The authors analyzed 150 error cases from GPT-4V to understand why the model fails. The taxonomy of errors reveals where the bottlenecks lie — and they're spread across all three skills.
The most striking finding: 35% of GPT-4V's errors are pure perception failures. The model misreads what's in the image. These are "easy for humans, hard for AI" errors — a human can immediately see that a musical interval is a diminished fifth, but GPT-4V confuses it with a minor seventh.
This is particularly damaging because perception errors cascade. If you misread the circuit diagram, your Kirchhoff's law calculation will be wrong no matter how good your math is. If you misidentify the tissue type in a pathology slide, no amount of medical knowledge can save you.
The error analysis reveals a subtle problem: language can both help and hurt visual understanding. In some cases, text context helps the model make sense of ambiguous visuals. But in other cases, text leads the model to hallucinate — it generates plausible-sounding medical terminology based on the text prompt while ignoring what's actually in the image.
Distribution of 150 analyzed error cases. Perception errors dominate, followed by knowledge gaps and reasoning failures.
Not all subjects are equally hard for AI models. The per-discipline breakdown reveals a clear pattern: models do best on subjects with simpler visual content and worst on subjects requiring complex visual reasoning.
Science (worst): Questions involving mathematical notation, chemical structures, and geometric constructions require precise visual parsing that current models handle poorly. Reading a complex integral from an image and then computing it is a two-stage challenge where both stages can fail.

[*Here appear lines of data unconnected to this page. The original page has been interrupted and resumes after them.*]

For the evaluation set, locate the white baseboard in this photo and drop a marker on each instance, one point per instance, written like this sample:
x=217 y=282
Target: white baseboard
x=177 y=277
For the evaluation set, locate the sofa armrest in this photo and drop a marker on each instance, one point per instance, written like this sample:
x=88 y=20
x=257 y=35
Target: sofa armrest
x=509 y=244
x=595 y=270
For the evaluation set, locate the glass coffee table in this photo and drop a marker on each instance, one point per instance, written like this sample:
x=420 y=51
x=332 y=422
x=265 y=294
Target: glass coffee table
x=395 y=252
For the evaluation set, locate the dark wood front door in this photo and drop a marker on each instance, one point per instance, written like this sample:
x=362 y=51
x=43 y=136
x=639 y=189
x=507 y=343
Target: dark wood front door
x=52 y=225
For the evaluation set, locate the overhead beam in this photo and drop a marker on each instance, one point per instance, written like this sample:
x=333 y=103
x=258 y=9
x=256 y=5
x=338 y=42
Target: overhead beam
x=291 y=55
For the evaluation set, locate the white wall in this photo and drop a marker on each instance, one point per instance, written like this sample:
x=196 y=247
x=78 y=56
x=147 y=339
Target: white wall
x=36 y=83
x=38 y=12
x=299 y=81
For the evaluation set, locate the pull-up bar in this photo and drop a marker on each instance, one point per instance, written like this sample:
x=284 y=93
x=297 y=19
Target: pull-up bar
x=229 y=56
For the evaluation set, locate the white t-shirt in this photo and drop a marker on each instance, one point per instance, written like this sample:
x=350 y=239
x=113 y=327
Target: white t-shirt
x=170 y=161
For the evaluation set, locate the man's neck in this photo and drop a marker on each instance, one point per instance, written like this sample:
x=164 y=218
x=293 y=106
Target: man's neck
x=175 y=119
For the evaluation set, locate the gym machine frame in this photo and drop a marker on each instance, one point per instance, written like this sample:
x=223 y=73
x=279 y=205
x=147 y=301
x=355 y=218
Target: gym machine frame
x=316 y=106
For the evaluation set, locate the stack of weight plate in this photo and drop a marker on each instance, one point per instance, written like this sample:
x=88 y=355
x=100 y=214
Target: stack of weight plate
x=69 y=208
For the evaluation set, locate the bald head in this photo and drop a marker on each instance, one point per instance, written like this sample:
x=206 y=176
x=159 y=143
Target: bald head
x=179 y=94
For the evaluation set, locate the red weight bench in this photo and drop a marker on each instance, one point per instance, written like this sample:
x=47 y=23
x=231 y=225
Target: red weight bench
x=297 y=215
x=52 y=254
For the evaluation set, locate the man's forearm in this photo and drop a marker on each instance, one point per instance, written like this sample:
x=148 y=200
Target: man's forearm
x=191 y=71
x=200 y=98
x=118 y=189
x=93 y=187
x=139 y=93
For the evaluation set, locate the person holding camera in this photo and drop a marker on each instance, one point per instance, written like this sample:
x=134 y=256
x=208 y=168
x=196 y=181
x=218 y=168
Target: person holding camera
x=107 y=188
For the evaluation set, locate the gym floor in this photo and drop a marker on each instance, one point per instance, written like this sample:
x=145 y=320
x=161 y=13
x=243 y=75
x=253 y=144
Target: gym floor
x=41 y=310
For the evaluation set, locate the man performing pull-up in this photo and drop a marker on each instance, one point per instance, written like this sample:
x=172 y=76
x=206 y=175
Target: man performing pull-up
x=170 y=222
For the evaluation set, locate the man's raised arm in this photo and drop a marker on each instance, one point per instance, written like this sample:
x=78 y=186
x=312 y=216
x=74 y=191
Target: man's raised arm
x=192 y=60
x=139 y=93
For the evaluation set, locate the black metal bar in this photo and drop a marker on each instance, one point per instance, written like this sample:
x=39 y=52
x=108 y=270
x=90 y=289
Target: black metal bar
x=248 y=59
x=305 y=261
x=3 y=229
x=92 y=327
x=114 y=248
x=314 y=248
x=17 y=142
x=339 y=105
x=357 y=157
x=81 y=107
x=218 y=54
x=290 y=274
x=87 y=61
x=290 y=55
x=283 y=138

Health & Medicine: Medical imaging (MRI, CT, pathology) uses visual conventions completely different from natural images. A "bright spot" on an MRI means something specific in radiology, and models lack this specialized visual vocabulary.
Tech & Engineering: Circuit diagrams, architectural plans, and mechanical drawings require understanding domain-specific symbolic conventions (e.g., reading resistor values from a schematic).
Art & Design (best): GPT-4V achieves ~57% on Art & Design at the time of the updated leaderboard. Why? Visual content in art questions (paintings, design mockups) is closer to the natural images that vision encoders were trained on. Plus, art history knowledge is well-represented in LLM training data.
Humanities & Social Science: Questions often involve photographs, cartoons, and maps — familiar visual formats. The reasoning required is often interpretive rather than computational.
GPT-4V accuracy across six disciplines on the test set. Disciplines with familiar visual content (Art, Humanities) outperform those with specialized imagery (Science, Medicine).
MMMU sits at a critical junction in the evolution of multimodal evaluation. Here's how it connects to the broader landscape.
MMMU became the standard expert-level multimodal benchmark. Within a year of release, it was included in the evaluation suite of every major multimodal model release (GPT-4o, Claude 3, Gemini 1.5, LLaVA-NeXT, InternVL). Scores on MMMU are now reported in model cards alongside MMLU, HumanEval, and other flagship benchmarks.
More importantly, MMMU shifted the conversation. Before MMMU, the narrative was "VLMs are nearly solving vision." After MMMU, the narrative became "VLMs can see, but they can't think." This reframing directed research attention toward deeper multimodal reasoning rather than better perception alone.